Grants

AABM: Aerial Additive Building Manufacturing

March 2016 - January 2020

Additive Building Manufacturing (ABM) is transforming the construction industry through the 3D printing of buildings and building components. A number of countries are now demonstrating ABM can substantially reduce construction time, material and transport costs, improve worker safety standards and alleviate construction's impact on urban traffic congestion and the environment. ABM also provides geometrical variety at no additional cost. In contrast to most manufacturing sectors, variety is a necessity within construction to satisfy different client requirements and adapt to unique terrain, boundary and laws governing each physical site.

However, current ABM systems are difficult to deploy on construction sites due to their large size and fixed 3D Print build volumes that are not sufficiently flexible to deal with the complexities of most building scenarios, or provide adequate measures for human safety. These ABM technologies are unable to undertake maintenance and repair work, or construct buildings in many urban or elevated sites. They are also not able to be utilised for post-disaster reconstruction activities where their manufacturing speed would be of great assistance.

To address this limitation, this research proposal aims to develop the world's first Aerial Additive Building Manufacturing (Aerial ABM) System consisting of a swarm of aerial robots (Unmanned Aerial Systems (UAS)) that can autonomously assess and manufacture building structures.
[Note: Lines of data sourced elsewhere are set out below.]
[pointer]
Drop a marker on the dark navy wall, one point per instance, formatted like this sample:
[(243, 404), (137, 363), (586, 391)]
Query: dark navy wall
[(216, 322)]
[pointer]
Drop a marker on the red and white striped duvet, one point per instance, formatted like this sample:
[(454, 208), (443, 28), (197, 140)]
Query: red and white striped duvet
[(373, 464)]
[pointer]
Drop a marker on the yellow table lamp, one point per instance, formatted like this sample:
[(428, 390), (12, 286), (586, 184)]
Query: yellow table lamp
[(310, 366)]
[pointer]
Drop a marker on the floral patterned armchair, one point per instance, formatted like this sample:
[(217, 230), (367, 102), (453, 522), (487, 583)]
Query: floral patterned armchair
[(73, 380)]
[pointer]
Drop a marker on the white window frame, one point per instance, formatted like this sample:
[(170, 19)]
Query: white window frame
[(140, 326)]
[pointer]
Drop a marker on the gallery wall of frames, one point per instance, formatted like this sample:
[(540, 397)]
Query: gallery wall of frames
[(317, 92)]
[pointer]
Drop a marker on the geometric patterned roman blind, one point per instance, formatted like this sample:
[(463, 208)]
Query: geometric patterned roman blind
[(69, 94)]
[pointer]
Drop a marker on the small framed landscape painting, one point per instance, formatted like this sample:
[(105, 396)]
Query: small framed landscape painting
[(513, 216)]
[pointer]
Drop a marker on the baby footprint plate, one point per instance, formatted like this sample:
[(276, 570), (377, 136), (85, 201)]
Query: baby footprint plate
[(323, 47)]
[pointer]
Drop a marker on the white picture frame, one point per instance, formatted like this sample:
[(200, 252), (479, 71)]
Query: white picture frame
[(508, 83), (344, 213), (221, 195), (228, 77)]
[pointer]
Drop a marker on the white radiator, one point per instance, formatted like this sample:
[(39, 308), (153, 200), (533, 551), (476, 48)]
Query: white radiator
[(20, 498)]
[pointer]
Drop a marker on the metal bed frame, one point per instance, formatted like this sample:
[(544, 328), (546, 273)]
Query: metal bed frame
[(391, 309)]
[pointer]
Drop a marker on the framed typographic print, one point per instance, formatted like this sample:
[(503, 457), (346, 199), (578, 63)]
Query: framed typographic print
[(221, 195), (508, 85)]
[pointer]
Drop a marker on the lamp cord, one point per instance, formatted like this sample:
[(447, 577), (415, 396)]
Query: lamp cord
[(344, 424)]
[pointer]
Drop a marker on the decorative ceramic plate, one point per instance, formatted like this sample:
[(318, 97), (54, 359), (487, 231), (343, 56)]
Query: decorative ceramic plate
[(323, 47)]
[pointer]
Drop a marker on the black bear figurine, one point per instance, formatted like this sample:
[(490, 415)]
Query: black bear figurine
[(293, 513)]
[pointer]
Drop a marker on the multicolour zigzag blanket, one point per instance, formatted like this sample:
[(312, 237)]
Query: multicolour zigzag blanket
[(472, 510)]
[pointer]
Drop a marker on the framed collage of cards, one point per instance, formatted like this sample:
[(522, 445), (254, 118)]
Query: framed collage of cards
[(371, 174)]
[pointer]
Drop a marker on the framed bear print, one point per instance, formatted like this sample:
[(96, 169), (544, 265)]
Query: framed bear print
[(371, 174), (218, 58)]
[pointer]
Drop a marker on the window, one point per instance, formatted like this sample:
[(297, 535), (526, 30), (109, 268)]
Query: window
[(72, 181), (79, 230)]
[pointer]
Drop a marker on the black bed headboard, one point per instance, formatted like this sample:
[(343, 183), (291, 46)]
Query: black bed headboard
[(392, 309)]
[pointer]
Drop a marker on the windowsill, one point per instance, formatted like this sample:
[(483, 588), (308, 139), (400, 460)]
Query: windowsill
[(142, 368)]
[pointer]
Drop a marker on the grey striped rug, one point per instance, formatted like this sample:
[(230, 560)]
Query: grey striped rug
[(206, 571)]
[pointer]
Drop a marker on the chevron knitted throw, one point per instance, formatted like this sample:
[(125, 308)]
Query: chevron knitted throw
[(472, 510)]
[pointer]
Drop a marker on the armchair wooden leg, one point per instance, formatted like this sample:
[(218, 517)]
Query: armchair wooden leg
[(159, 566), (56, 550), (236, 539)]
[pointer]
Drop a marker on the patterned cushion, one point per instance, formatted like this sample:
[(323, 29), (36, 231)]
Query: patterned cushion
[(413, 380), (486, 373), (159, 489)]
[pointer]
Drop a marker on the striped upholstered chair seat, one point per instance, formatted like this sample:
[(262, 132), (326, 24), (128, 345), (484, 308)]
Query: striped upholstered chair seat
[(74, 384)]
Aerial ABM offers major improvements to human safety, speed, flexibility, and manufacturing efficiency compared to existing ABM and standard building construction technologies. We have already developed and demonstrated pilot results using UAS that can extrude 3D Print material during flight and we have developed simulation environments that allow for autonomous planning and execution of manufacturing with swarms of UAS working in collaboratively.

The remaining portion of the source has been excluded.